I experienced exactly the same problem with one of my scripts. In order to get future_map
to work properly with tidy
, I needed to explicitly reference the broom
package (i.e. I needed to use broom::tidy
in place of tidy
). In your example, you are attempting to extract summary statistics from a mixed model, so the code should run without error if we modify fun1
to be as follows:
fun1 <- function(data) {
data %>% analysis %>%
lmer(val ~ period + (1 | id), data = .) %>% broom.mixed::tidy
}
UPDATE (13-Dec-2021):
After a bit more reading, I now understand that the problem, as described in the original post, is due to the broom.mixed
package not being attached in the R environment(s) where the future is evaluated. Instead of modifying fun1
(which is a very hacky way of resolving the problem), we should make use of the .options
argument of future_map
to guarantee that broom.mixed
is attached (and all associated functions are available) in the future environments.
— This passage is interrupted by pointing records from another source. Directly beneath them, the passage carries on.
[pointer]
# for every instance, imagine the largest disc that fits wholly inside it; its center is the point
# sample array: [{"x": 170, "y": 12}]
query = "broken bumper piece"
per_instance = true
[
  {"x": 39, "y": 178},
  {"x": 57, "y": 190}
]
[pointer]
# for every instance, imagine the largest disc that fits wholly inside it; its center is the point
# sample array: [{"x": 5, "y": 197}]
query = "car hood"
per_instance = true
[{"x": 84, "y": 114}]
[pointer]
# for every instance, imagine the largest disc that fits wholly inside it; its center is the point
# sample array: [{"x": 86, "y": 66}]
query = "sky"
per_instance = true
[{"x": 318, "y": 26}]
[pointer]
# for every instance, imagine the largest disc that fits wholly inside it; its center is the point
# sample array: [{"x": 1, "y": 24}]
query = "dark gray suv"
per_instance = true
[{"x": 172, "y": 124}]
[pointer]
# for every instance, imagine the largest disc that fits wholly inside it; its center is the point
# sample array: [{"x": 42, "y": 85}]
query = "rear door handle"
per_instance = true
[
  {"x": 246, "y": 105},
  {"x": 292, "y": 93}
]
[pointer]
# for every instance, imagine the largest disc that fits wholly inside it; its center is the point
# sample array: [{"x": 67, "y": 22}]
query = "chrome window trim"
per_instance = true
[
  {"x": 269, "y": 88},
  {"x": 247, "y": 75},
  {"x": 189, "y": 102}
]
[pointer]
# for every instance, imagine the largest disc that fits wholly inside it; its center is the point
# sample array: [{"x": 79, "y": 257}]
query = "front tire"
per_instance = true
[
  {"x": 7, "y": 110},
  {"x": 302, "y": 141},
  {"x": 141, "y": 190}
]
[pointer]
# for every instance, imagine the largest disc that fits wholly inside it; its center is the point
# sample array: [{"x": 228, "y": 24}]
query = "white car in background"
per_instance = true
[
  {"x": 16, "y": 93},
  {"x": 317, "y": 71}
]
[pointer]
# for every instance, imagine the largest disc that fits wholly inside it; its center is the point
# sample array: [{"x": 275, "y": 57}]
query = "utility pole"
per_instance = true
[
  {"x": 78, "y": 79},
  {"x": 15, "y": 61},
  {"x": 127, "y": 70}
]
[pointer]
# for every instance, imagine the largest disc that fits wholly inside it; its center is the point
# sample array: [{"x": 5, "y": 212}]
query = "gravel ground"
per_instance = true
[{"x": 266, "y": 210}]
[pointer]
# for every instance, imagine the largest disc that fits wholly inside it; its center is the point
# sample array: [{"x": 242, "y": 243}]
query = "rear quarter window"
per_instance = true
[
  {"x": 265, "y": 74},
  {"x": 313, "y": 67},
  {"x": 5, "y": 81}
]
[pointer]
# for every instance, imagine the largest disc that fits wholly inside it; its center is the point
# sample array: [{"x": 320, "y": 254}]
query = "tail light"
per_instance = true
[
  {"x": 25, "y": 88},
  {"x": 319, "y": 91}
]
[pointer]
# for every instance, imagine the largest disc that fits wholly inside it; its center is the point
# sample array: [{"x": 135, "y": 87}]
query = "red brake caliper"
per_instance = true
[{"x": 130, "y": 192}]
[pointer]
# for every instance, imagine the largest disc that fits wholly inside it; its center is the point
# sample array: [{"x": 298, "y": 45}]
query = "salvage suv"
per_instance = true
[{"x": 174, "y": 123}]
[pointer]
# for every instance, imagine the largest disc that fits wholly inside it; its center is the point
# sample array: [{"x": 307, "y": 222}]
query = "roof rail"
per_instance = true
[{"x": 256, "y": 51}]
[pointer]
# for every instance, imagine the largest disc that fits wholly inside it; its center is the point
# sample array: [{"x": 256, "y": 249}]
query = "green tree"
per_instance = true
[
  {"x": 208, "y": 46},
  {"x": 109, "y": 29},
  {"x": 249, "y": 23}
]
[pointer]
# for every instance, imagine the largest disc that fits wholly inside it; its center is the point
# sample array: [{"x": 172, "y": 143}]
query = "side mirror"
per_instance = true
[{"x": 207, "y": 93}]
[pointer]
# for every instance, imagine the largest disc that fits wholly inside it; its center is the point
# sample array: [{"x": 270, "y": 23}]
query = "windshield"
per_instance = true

The following code should run without error:
fun1 <- function(data) {
data %>%
analysis %>%
lmer(val ~ period + (1 | id), data = .) %>%
tidy
}
plan(multisession)
raw %>%
nest(data = -c(analyte, var)) %>%
mutate(boot = future_map(data, ~ bootstraps(data = .x,
times = 5,
strata = id),
.progress = T)) %>%
unnest(boot) %>%
mutate(model = future_map(splits,
fun1,
.options = furrr_options(packages = "broom.mixed")))
My take-home from this is that it's probably good practice to always list the packages that we need to use (as a character vector) using the .options
argument of future_map
, just to be on the safe side. I hope this helps!